C'est un long frisson recouvrant ma peau, qui me force à me réveiller. Je tâtonne le drap pour le remonter sur mon corps et constate que je suis complètement nue. L'avant-bras posé sur mon front, j'essaie d'ouvrir les yeux, mais le soleil me force à cligner plusieurs fois des paupières avant d'y parvenir. Je me sens nauséeuse, l'intérieur de ma tête est tout aussi barbouillé que mon estomac. Déboussolée, je tente de m'asseoir, mais en vain.
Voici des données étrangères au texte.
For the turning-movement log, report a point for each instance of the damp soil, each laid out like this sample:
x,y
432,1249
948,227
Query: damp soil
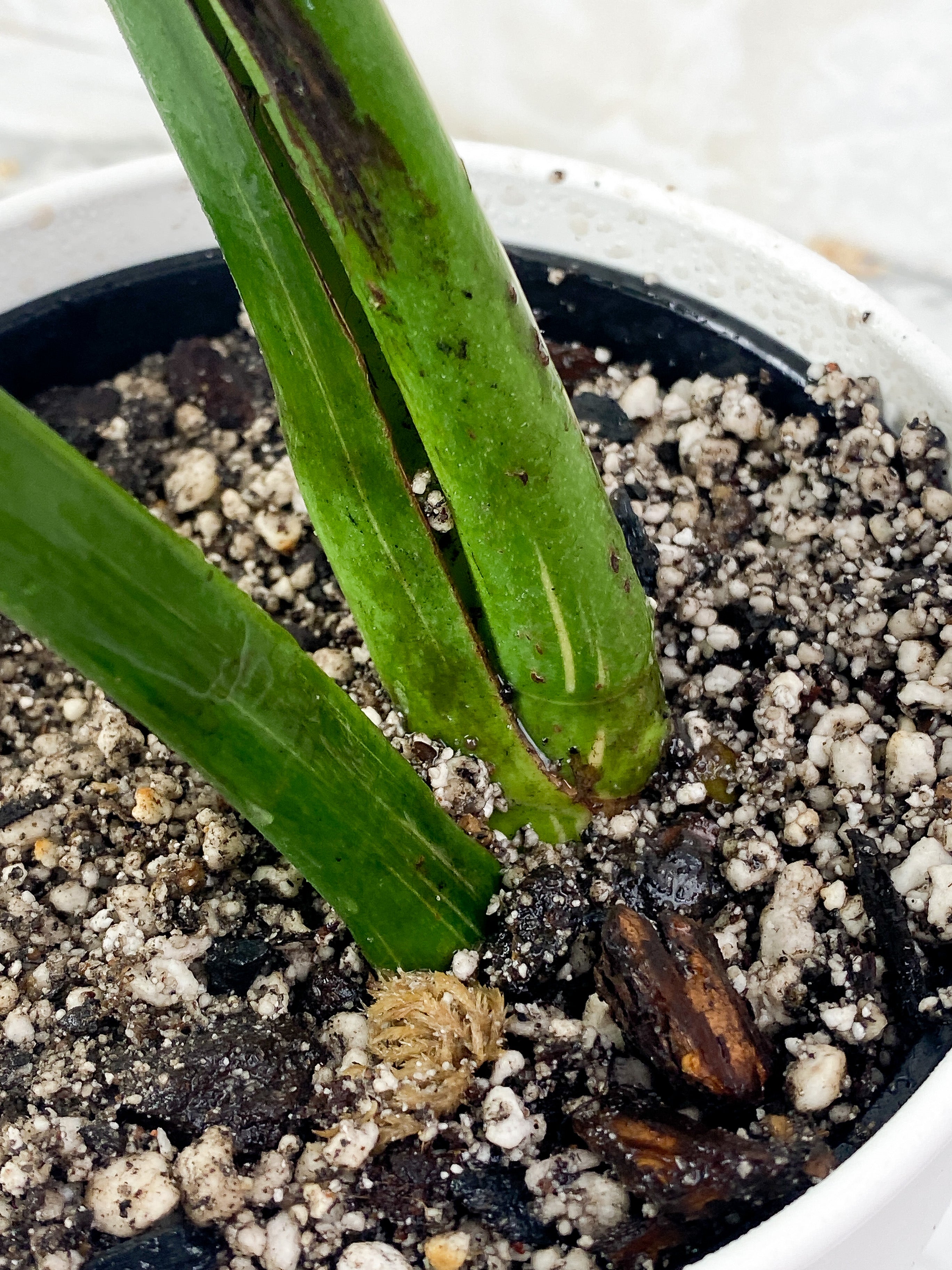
x,y
688,1018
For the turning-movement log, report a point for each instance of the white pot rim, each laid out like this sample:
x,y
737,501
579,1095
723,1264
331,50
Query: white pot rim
x,y
93,224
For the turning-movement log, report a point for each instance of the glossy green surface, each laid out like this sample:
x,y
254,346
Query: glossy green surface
x,y
134,606
343,417
569,620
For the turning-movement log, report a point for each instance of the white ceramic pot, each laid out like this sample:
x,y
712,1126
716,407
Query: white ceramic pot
x,y
880,1209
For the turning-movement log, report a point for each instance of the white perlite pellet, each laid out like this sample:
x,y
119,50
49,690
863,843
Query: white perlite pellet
x,y
211,1188
193,480
505,1119
131,1194
911,761
282,1249
815,1077
372,1256
465,964
336,662
352,1145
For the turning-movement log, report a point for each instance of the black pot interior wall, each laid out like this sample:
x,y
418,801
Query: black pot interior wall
x,y
93,331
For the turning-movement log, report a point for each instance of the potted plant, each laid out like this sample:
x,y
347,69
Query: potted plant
x,y
235,686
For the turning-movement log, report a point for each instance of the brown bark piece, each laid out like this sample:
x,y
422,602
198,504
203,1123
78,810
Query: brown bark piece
x,y
678,1008
681,1172
630,1245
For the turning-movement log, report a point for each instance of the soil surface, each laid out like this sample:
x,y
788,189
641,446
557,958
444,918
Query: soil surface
x,y
675,1025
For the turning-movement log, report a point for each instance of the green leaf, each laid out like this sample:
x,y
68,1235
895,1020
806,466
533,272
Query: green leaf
x,y
570,624
134,606
345,421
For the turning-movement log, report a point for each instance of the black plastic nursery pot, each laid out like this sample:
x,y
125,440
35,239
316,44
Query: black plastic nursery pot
x,y
93,331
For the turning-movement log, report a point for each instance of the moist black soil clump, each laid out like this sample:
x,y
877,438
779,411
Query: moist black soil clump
x,y
253,1080
709,1001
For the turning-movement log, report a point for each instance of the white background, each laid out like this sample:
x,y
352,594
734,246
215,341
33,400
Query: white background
x,y
827,119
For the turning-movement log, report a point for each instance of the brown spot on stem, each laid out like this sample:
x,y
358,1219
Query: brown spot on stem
x,y
320,115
La sensation désagréable d'être passée sous un rouleau compresseur me fait grimacer. Je ne sais pas comment je suis arrivée dans mon lit, et je n'ai aucun souvenir de la soirée de la veille. Je me rappelle seulement avoir avalé un verre de champagne, puis c'est le trou noir. Je me recroqueville sur moi-même pour chasser ce tourbillon qui persiste à englober ma tête, mais une terrible envie d'uriner m'oblige à quitter le lit. Les quelques pas qui me mènent à la salle de bain sont un enfer, mes jambes sont semblables à de la gelée, molle et flasque. Le fait de me soulager déclenche une brûlure dans mes chairs et m'arrache un cri de douleur. Je passe une main tremblante sur mes cuisses, striées de petits bleus.

Mais qu'est-ce qu'il s'est passé ?

Lorsque je jette un regard dans le miroir, j'aperçois des marques rougeâtres sur mon cou et sur mes seins. Un mauvais pressentiment m'envahit, une brutale envie de vomir me contracte le ventre.

Mais qu'est-ce qu'il m'a fait ?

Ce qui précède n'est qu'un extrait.